By Vivian Moreau
Environment Canada’s lead investigator is not saying much about last week’s raid on three CN offices with officers looking for evidence in relation to the August, 2005 derailment and spill in the Cheakamus Canyon.
Meanwhile, the Transportation Safety Board of Canada has still not released its report into the cause of the accident that saw a tanker car split and discharge 41,000 litres of caustic soda into the river after a nine-car derailment about 20 kilometres north of Squamish.
The spill killed over 500,000 fish — “every free-swimming fish occupying the Cheakamus River,” according to a provincial report. The disaster caused a rift between environmental groups and provincial Ministry of Environment officials about how best to restore stocks.
Last Thursday B.C. Conservation and Environment Canada officials, as part of their own investigation into the derailment’s consequences, conducted an unannounced search of CN offices in Surrey, Prince George and Edmonton, according to John Dike, Environment Canada’s manager of investigations. Dike confirmed provincial and federal officers executed warrants to search the offices looking for evidence in relation to the 2005 spill but wouldn’t say much more.
Dike couldn’t explain why it was necessary to conduct an unannounced raid on the offices 20 months after the accident but did say searches like last week’s are quite common. He said in his 10 years with Environment Canada he has known of dozens of similar investigations.

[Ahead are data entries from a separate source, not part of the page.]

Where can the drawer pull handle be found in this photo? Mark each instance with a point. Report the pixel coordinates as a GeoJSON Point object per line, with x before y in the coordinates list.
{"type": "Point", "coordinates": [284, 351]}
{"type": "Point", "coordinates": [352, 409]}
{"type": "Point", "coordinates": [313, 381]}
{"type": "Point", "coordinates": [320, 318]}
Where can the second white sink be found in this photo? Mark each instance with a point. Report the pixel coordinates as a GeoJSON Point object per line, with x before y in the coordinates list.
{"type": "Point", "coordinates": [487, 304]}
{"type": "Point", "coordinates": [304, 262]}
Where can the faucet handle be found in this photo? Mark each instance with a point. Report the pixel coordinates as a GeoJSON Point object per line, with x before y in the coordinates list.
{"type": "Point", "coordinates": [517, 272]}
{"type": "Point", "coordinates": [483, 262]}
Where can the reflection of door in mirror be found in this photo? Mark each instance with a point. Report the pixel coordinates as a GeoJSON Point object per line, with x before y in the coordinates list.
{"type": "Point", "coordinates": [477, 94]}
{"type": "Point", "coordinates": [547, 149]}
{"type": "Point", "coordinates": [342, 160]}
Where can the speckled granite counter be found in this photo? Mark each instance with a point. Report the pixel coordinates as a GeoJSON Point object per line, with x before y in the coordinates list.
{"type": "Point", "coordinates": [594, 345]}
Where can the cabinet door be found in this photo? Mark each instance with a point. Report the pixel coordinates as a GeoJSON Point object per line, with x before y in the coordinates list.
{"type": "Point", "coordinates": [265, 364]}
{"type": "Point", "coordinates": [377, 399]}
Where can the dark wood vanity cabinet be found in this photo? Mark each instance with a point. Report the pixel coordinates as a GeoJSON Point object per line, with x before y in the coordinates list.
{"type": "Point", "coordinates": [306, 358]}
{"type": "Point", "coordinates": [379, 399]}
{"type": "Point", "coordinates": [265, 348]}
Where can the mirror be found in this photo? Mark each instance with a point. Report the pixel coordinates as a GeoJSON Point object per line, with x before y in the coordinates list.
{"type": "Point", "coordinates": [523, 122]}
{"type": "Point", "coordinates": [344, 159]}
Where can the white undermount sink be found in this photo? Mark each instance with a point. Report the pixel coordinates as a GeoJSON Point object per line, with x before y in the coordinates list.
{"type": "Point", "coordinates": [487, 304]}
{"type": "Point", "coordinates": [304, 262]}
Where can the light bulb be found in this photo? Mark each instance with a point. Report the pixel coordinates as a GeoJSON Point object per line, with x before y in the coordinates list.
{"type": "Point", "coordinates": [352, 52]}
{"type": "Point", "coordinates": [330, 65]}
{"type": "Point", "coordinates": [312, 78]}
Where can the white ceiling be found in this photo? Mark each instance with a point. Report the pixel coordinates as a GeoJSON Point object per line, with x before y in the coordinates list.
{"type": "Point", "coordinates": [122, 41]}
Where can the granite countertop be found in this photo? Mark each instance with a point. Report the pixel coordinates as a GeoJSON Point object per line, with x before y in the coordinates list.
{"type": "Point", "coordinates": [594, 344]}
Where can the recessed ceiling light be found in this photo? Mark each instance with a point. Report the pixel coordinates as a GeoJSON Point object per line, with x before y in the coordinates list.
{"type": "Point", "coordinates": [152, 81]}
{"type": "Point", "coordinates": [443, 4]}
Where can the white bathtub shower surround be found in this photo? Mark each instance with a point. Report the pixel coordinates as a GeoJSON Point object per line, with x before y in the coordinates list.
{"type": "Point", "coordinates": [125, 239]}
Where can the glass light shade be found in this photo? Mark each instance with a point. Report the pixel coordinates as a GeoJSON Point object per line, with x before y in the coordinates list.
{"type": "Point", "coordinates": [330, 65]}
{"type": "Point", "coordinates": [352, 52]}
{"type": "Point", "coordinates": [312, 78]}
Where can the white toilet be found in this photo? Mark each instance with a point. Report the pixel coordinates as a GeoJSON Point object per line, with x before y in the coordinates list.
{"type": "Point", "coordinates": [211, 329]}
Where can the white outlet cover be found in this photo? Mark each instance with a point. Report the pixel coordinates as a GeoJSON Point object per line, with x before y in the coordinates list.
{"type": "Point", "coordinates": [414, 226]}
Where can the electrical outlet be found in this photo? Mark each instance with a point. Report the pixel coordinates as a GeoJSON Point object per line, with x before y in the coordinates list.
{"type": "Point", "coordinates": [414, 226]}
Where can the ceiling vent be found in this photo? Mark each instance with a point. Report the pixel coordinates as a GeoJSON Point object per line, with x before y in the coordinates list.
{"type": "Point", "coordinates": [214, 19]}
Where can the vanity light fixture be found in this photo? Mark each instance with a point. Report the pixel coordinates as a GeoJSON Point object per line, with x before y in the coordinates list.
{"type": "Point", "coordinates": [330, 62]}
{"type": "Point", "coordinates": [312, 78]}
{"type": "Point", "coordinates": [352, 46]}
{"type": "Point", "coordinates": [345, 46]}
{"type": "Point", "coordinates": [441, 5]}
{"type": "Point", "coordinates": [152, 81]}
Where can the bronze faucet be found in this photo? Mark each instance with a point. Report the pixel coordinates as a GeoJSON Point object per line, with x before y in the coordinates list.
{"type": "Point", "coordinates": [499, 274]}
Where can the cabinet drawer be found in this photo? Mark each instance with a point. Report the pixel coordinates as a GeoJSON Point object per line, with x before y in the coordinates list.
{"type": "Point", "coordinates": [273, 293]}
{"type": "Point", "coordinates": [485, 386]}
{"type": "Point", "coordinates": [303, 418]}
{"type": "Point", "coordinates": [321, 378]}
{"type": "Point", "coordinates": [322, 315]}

“Here in Environment Canada we have a division of enforcement officers made up of inspectors and investigators and intelligence officers and this is what we do,” Dike said. “You have an allegation of a violation, you conduct an investigation, you use the tools that are available to you and you hope to come to a conclusion.”

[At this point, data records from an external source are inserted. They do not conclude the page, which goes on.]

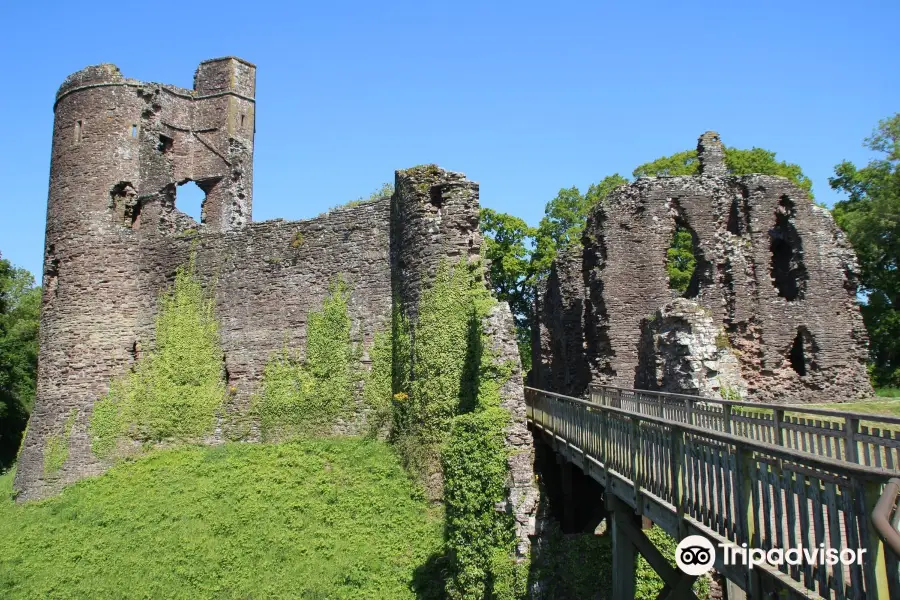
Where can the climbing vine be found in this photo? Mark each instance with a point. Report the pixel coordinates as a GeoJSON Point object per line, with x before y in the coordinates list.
{"type": "Point", "coordinates": [56, 452]}
{"type": "Point", "coordinates": [448, 419]}
{"type": "Point", "coordinates": [305, 396]}
{"type": "Point", "coordinates": [379, 381]}
{"type": "Point", "coordinates": [175, 391]}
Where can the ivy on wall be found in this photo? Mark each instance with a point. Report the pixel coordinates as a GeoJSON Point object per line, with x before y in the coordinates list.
{"type": "Point", "coordinates": [56, 450]}
{"type": "Point", "coordinates": [447, 420]}
{"type": "Point", "coordinates": [175, 391]}
{"type": "Point", "coordinates": [379, 382]}
{"type": "Point", "coordinates": [305, 396]}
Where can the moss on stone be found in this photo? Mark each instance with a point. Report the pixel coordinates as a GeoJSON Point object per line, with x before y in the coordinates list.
{"type": "Point", "coordinates": [56, 450]}
{"type": "Point", "coordinates": [306, 396]}
{"type": "Point", "coordinates": [175, 392]}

CN spokesman Jim Feeny said the corporation co-operated with the search and has done so consistently with various investigating agencies since the derailment occurred.
Meanwhile, B.C.’s Minister of Environment, Barry Penner, said last month he had personally complained to the Transportation Safety Board about the length of time it was taking to release its report on the cause of the derailment.
The much-anticipated report has been delayed several times and the chief investigator into the incident now anticipates it will be released next month. That would be just three months before a two-year statute of limitations against legal suits related to the spill comes into force.